One month on from the EU gender directive, which ruled that car insurance premiums can no longer be differentiated by gender, 17 and 18 year old female drivers have seen premiums jump by a staggering 50%.
There is good news for men, however. Premiums for male drivers have dropped by 12% since the ruling was introduced, according to data from uSwitch.com, the independent price comparison and switching service.
The data, based on quotes of over 20,000 drivers before and after the rules were introduced on 21 December, shows that car insurance premiums for female drivers have so far risen by an average of 8% across the board, less than the industry prediction of 25%.
But young women are witnessing rises that are twice as high as this prediction. Average premiums for 17 and 18 year old female drivers have gone from £1,307 to £1,965 - a 50% increase. 19 to 21 year olds have also seen a jump of 13%, taking their average premium to £1,098.
Overall premiums for male drivers have dropped by 6%, with 19 to 21 year olds seeing one of the biggest decreases of 12%. Male drivers over the age of 71 have also seen their premiums drop by 12%.
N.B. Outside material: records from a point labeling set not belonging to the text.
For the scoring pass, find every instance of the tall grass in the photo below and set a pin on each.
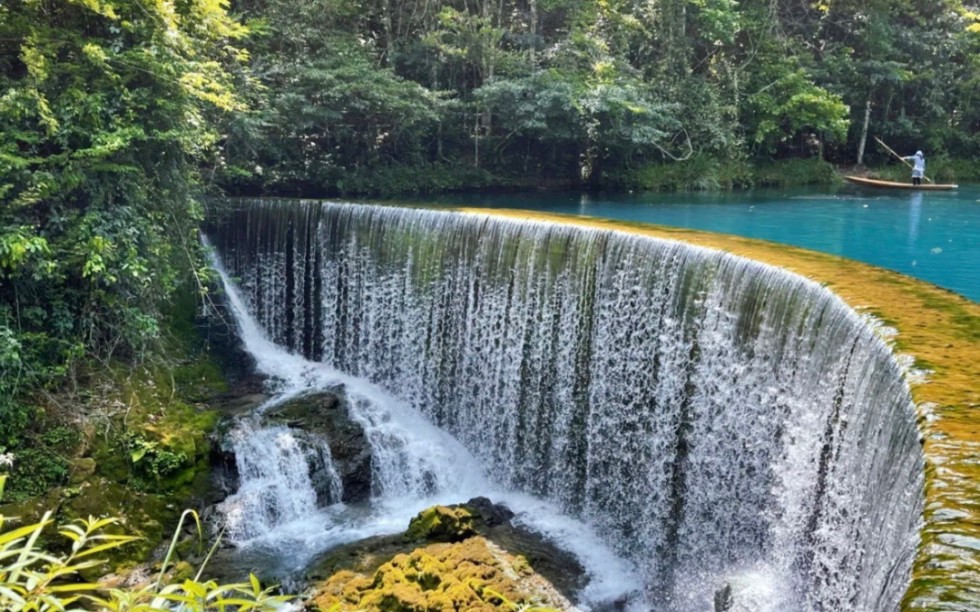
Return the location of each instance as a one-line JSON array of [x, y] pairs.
[[32, 578]]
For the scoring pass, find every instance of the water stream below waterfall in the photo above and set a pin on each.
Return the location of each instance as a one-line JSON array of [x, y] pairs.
[[276, 523], [679, 418]]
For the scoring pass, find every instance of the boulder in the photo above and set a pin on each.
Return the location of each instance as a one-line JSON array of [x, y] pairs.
[[326, 414], [463, 556]]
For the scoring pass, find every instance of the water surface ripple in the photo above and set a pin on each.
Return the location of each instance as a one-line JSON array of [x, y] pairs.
[[932, 236]]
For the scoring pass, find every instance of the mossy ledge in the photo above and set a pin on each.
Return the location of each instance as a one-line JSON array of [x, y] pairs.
[[459, 557], [940, 330]]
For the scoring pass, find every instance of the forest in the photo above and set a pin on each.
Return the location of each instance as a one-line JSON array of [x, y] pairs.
[[120, 118]]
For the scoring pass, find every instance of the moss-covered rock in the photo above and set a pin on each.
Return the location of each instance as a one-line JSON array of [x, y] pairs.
[[473, 574], [326, 414], [459, 557], [441, 524]]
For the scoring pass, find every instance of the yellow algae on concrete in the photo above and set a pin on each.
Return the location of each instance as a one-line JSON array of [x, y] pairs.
[[941, 331]]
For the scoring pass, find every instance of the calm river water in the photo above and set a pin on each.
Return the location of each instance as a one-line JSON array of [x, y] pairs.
[[934, 236]]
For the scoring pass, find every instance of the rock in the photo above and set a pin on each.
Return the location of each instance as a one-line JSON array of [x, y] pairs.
[[474, 575], [723, 599], [490, 513], [81, 469], [326, 414], [452, 543], [441, 524]]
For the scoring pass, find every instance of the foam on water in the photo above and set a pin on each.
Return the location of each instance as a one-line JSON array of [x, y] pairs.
[[701, 413], [274, 515]]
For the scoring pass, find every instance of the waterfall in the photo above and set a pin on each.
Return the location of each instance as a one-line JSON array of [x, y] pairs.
[[715, 419], [278, 522]]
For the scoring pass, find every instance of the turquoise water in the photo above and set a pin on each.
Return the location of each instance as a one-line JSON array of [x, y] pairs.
[[934, 236]]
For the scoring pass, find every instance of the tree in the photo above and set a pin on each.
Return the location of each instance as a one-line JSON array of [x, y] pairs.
[[107, 114]]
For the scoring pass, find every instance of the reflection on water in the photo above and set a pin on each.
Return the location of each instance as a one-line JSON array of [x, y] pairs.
[[934, 236]]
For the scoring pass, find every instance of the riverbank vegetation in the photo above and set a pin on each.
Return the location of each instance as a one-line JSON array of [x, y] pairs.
[[379, 98], [117, 117]]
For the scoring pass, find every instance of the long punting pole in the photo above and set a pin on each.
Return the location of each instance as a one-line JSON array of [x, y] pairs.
[[903, 160]]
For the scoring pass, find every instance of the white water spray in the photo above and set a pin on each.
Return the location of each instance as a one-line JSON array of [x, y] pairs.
[[414, 464], [704, 413]]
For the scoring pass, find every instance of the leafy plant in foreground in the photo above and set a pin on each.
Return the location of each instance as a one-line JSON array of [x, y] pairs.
[[33, 578]]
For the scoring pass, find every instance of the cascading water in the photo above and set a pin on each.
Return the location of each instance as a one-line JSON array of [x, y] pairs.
[[718, 420], [277, 520]]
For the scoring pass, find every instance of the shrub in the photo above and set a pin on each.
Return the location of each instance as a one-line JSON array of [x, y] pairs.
[[33, 578]]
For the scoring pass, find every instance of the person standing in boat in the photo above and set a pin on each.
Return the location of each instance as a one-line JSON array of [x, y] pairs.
[[918, 167]]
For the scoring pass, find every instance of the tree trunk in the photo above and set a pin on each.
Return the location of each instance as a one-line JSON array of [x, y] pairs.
[[864, 130], [533, 8]]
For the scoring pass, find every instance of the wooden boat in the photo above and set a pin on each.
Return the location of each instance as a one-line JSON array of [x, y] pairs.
[[860, 180]]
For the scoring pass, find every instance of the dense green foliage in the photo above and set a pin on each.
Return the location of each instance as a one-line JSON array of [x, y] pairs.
[[34, 577], [383, 96], [116, 114], [107, 114]]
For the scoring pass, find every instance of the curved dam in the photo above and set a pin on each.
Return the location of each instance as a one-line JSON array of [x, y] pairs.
[[719, 421]]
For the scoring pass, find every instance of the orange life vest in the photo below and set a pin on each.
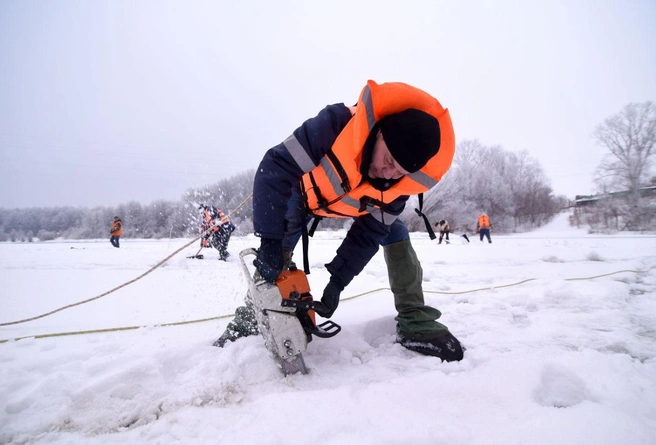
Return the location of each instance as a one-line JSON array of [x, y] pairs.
[[484, 222], [335, 188], [117, 228]]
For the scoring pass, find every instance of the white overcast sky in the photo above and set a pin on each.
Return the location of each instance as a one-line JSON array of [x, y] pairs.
[[105, 102]]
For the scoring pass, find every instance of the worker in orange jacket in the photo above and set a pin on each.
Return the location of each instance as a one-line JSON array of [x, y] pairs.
[[483, 227], [116, 231], [361, 162]]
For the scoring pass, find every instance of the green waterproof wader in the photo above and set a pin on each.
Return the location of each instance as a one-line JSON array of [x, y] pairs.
[[415, 321]]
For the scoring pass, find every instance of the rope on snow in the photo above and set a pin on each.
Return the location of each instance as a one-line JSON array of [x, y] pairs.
[[179, 323], [128, 282]]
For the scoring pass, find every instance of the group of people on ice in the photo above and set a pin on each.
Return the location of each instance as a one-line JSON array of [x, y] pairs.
[[483, 226], [216, 228]]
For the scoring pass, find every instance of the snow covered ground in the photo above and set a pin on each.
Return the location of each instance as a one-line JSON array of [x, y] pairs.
[[548, 361]]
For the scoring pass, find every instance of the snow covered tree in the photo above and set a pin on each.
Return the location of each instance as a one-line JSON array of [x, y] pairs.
[[630, 138]]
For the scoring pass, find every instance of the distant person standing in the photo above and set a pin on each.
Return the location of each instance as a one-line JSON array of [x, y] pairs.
[[220, 228], [116, 231], [483, 227], [444, 228]]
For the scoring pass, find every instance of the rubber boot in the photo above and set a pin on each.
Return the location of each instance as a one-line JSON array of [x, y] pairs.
[[417, 326]]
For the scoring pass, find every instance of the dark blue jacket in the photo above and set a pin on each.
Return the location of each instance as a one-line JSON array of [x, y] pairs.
[[278, 172]]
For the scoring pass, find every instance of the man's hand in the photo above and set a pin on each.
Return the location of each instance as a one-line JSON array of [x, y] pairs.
[[269, 261], [328, 304]]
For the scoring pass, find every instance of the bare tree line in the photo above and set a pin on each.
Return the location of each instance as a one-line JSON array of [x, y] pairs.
[[512, 188]]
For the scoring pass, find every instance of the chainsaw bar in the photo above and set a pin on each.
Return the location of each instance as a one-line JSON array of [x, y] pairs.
[[284, 336]]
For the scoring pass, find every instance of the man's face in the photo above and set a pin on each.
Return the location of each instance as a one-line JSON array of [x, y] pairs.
[[383, 165]]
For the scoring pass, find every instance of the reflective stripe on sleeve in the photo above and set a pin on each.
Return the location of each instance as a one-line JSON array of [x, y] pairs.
[[299, 154], [422, 178]]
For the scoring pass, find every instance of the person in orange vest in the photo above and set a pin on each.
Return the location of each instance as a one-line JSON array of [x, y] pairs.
[[483, 227], [361, 162], [116, 231], [222, 228], [444, 228]]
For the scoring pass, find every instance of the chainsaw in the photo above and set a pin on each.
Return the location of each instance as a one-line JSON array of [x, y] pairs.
[[285, 315]]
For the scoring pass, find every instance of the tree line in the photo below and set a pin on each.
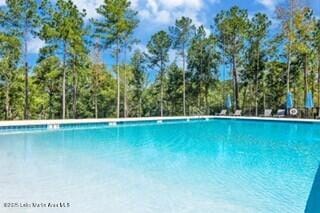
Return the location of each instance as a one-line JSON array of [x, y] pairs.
[[242, 56]]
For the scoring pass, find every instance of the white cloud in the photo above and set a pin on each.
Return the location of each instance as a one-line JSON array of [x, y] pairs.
[[35, 44], [166, 11], [269, 4], [90, 6]]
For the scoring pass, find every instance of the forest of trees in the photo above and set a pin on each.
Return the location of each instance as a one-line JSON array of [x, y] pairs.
[[243, 56]]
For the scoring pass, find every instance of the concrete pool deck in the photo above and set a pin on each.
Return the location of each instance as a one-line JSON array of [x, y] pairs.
[[116, 120]]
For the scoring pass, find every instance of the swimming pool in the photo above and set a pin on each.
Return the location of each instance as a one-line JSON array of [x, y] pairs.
[[219, 165]]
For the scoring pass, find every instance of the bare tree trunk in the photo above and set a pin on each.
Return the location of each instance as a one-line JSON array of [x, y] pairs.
[[256, 82], [184, 80], [319, 82], [125, 85], [74, 95], [140, 107], [118, 78], [64, 82], [235, 83], [7, 101], [161, 93], [305, 80], [26, 74]]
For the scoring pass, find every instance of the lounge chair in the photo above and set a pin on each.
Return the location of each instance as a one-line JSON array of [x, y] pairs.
[[280, 113], [237, 112], [222, 113], [267, 113]]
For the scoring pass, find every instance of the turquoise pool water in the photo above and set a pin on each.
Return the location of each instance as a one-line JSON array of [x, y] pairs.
[[197, 166]]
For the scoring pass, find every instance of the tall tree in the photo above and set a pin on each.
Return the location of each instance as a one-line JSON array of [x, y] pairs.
[[48, 77], [174, 89], [182, 33], [9, 58], [203, 62], [62, 29], [316, 46], [138, 80], [232, 28], [285, 14], [158, 49], [256, 53], [117, 23], [21, 19]]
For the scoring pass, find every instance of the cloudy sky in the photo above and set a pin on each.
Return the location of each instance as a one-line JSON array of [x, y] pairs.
[[156, 15]]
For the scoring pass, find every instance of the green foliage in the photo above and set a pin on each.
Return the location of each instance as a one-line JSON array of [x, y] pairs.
[[70, 79], [158, 49]]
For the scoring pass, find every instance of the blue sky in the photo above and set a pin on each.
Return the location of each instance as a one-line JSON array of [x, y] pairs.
[[156, 15]]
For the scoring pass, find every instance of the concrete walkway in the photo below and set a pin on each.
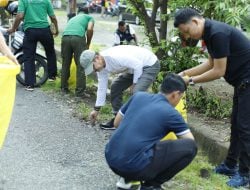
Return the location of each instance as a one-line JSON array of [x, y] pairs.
[[47, 148]]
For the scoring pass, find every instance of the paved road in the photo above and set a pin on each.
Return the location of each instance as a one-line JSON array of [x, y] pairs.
[[47, 148]]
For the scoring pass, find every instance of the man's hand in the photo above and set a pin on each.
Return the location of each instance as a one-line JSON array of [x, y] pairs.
[[186, 79], [93, 116], [182, 74], [131, 89], [10, 30]]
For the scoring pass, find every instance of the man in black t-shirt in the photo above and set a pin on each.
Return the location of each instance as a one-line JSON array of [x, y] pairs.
[[125, 35], [229, 57]]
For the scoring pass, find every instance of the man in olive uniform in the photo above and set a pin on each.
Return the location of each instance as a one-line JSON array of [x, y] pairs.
[[36, 28], [76, 38]]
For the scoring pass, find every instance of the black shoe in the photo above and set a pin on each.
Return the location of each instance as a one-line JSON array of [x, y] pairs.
[[65, 91], [29, 88], [52, 79], [109, 125], [151, 188]]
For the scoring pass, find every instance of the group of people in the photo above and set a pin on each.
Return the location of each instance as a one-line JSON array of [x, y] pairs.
[[135, 150]]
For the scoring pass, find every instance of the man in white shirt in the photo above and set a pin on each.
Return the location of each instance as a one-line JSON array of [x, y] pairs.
[[125, 35], [138, 68]]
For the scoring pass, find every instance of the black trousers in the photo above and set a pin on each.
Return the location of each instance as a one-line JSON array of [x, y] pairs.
[[240, 130], [170, 157], [45, 37]]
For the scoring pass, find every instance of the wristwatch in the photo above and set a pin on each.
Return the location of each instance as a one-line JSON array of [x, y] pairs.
[[190, 81]]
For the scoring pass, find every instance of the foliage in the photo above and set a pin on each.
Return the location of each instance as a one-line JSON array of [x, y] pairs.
[[176, 59], [231, 12], [208, 104]]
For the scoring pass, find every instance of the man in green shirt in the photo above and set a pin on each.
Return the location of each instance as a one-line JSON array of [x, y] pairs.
[[36, 27], [76, 38]]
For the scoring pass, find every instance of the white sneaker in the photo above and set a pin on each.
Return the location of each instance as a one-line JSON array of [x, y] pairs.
[[121, 183]]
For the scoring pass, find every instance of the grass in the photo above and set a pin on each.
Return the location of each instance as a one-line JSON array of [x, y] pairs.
[[188, 179]]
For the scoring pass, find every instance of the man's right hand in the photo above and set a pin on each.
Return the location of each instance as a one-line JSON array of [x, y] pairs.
[[93, 116]]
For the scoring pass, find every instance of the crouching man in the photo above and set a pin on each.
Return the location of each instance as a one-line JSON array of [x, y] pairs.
[[135, 150]]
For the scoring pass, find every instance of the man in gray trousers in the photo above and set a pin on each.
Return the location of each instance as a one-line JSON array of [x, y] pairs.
[[138, 68]]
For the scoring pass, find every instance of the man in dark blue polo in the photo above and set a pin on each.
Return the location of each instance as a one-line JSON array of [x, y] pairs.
[[229, 57], [135, 150]]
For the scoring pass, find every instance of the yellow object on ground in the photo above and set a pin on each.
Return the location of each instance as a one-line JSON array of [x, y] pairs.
[[72, 78], [3, 3], [169, 136], [8, 72], [181, 108]]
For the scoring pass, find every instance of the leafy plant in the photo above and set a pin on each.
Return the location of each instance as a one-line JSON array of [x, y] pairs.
[[208, 104]]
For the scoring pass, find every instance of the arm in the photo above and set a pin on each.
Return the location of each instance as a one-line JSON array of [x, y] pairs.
[[54, 21], [216, 72], [199, 69], [6, 50], [90, 31], [116, 40], [188, 135], [101, 95], [135, 38]]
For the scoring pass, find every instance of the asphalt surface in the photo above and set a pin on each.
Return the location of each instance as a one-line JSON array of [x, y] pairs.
[[47, 148]]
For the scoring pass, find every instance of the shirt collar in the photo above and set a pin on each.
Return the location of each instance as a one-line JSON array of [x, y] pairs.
[[206, 29]]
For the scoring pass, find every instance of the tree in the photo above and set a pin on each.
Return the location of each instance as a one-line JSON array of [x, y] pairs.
[[230, 11]]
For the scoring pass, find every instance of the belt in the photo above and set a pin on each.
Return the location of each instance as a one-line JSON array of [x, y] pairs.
[[244, 84]]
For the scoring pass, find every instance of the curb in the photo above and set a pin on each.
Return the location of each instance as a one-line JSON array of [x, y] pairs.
[[208, 139], [212, 142]]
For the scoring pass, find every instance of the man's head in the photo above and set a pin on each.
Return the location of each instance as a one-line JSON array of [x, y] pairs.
[[83, 9], [173, 86], [91, 61], [190, 23], [122, 26]]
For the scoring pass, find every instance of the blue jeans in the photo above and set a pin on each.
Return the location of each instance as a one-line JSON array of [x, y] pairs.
[[45, 37], [170, 157]]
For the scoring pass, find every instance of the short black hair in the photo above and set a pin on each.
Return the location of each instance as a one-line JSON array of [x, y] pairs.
[[184, 15], [121, 23], [173, 82], [83, 9]]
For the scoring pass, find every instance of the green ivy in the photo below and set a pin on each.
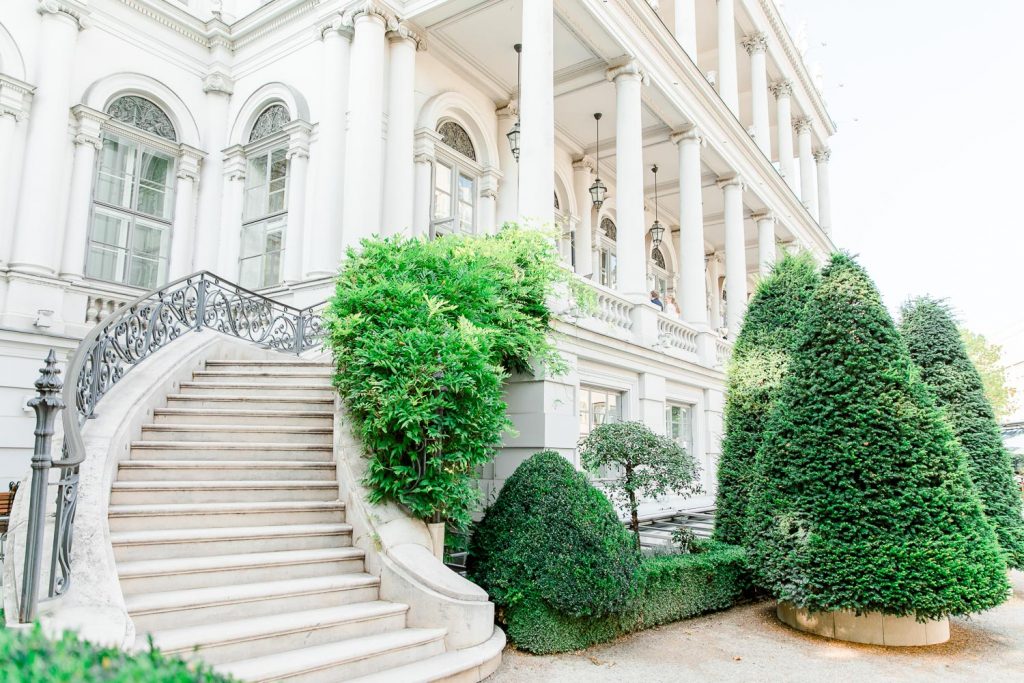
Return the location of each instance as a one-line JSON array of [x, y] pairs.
[[937, 348], [863, 499]]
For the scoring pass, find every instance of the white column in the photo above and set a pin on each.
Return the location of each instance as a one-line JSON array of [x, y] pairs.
[[398, 166], [808, 179], [365, 148], [686, 27], [735, 254], [183, 229], [766, 242], [727, 78], [582, 178], [629, 180], [298, 167], [37, 240], [692, 292], [537, 107], [783, 92], [757, 46], [87, 142], [824, 191], [325, 229]]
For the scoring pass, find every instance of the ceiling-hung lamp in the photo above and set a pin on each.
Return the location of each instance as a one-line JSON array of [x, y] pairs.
[[597, 190]]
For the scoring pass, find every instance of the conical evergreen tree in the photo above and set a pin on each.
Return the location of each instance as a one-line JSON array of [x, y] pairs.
[[863, 499], [936, 347], [759, 361]]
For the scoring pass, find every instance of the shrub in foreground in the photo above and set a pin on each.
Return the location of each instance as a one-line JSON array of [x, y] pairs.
[[863, 500]]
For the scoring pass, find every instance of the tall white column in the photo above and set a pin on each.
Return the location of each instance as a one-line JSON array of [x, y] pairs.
[[583, 170], [692, 285], [766, 242], [298, 167], [735, 254], [537, 107], [808, 176], [783, 93], [824, 191], [629, 180], [325, 229], [727, 78], [365, 153], [398, 166], [87, 143], [757, 46], [183, 229], [37, 240]]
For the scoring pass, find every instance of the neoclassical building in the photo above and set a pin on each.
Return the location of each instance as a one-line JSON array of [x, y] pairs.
[[145, 139]]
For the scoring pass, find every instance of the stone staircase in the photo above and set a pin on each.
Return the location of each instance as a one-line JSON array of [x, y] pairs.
[[230, 542]]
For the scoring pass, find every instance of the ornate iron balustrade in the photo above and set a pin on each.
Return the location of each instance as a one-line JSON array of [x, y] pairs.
[[109, 352]]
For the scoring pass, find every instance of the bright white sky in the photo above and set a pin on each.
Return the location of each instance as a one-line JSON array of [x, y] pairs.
[[927, 183]]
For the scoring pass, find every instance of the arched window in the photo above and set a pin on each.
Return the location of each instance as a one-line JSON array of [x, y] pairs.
[[133, 196], [264, 214]]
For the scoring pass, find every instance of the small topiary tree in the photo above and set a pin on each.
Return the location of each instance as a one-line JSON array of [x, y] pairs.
[[760, 358], [651, 465], [863, 500], [937, 348], [551, 538]]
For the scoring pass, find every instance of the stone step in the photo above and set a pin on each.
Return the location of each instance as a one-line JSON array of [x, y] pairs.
[[156, 493], [339, 662], [211, 515], [211, 451], [218, 470], [238, 433], [192, 572], [161, 544], [153, 611], [294, 630]]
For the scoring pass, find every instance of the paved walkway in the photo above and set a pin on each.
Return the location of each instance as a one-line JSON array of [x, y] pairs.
[[748, 643]]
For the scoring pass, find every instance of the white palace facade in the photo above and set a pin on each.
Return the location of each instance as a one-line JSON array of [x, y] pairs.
[[141, 140]]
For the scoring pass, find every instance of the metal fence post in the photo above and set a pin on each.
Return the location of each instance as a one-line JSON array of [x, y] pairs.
[[46, 404]]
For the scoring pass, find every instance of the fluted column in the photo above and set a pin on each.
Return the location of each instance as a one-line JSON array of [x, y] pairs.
[[824, 191], [537, 107], [398, 166], [365, 153], [808, 175], [629, 180], [735, 253], [324, 231], [37, 240], [783, 94], [757, 46], [692, 285]]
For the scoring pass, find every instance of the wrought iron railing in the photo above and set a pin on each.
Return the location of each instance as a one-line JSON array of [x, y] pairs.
[[109, 352]]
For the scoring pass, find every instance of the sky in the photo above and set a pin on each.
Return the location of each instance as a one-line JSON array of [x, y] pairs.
[[927, 179]]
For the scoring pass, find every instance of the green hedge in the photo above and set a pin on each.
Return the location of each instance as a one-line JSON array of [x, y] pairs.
[[29, 656]]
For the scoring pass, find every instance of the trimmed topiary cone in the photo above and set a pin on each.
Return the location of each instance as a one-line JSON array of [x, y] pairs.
[[936, 347], [863, 501], [759, 363]]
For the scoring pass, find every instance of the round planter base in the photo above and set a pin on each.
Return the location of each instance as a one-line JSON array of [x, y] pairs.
[[869, 628]]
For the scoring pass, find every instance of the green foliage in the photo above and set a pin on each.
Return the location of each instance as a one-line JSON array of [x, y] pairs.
[[29, 656], [863, 499], [423, 335], [553, 537], [936, 347], [651, 465], [759, 363]]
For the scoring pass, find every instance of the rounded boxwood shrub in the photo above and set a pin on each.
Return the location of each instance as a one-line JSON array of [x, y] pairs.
[[759, 361], [863, 500], [551, 537], [937, 348]]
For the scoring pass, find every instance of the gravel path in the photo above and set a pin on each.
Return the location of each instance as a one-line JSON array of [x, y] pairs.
[[748, 643]]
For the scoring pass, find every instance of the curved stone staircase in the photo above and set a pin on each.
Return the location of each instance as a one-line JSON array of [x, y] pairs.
[[230, 540]]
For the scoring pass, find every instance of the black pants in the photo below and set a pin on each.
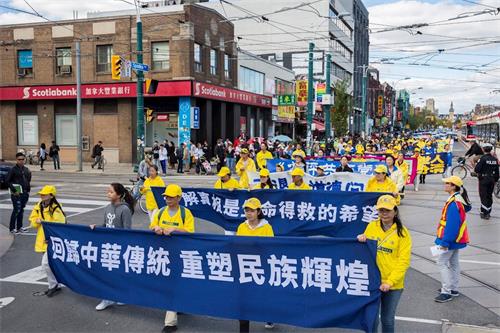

All in all, the gender gap has significantly narrowed, from 14% to 2%, showing that insurers have jumped on the new legislation. However, across every age group except the over 71s, men still pay more; the average premium for men is £619, compared to £529 for women.
Michael Ossei, personal finance expert at uSwitch.com, says: "There's not quite cause for young men to jump up and down in celebration. Despite the shock hike in female premiums, 17 and 18 year old men still pay the most for their car insurance. It's our hope that the relentlessly high premiums do not discourage young people from learning to drive."